🠈 Notable Failures 🠊
A huge number of businesses failed in the last few years. I was really surprised that the economy took out Lamb's Grill. This site billed itself at Utah's oldest restaurant. As I was deleting the link, I decided that I should start recording business surprising business failures.
- 2018: Rust Rare Coin was a dealer in coins and collectibles that was founded in 1966. Alvin Rust was one of the victims of Mark Hoffman's forgery efforts. The company sold $170 million in a "silver pool" that was closed by the SEC and CFTC with claims that it was a ponzi scheme.
- 2017-06-04: Cowboy Grub was an eating establishment by Boyd and Arleen Summerhays that served western fare for 35 years. They closed their location at 3336 S 2300 E in 2017.
- 2017-05-01: Lamb's Grill at 169 S. Main Street in SLC billed itself as Utah's oldest restaurant. A mix up on its liquor license application caused the struggling grill to pay a fine and build a stupid Zion's Curtain forcing it to close. Usually things billed as the first find a buyer. The restaurant opened in Logan in 1919. It moved to SLC in 1939. It closed just shy of its centennial year.
- 2016-03-??: Miche Bag sold hand backs with a changeable shell. This way you can change your bag to match your current outfit. They closed shop in March 2016. A really odd thing. Their suppliers are still making the bags and selling them in Canada and Europe.
- 2015: MonaVie was a MLM that started in 2005. It sold a fruit drink with outlandish health claims. There were dozens of lawsuits and the company defaulted in a $182M loan. A company called Jeunesse of Florida bought the domain.
- 2013-09-15: Naartjie Kids was founded in South Africa in 1989. Their US headquarters were in Salt Lake.

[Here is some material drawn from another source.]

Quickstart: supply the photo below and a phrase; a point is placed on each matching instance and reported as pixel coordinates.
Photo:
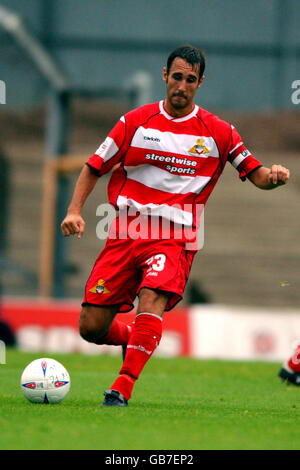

- 2013: Old Glory Mint was a project by National Note of Utah to make precious metal bullion rounds. It was promoted by local politicians with hopes that Utah could be come a center for creating alternative currencies. The mint failed to deliver orders to Mulligan Mint. Old Glory failed by 2012 with allegations it was a ponzi scheme and engaged in fraud (DOJ Report. It probably had an MLM.
- 2002: Tenfold was a company that thought it could automate the software development process. The company involved Jeffrey L. Walker and Gary Kennedy from Oracle. The company moved to Utah to attract programming talent from BYU. They were very good at selling people on their company but lousy at delivering software.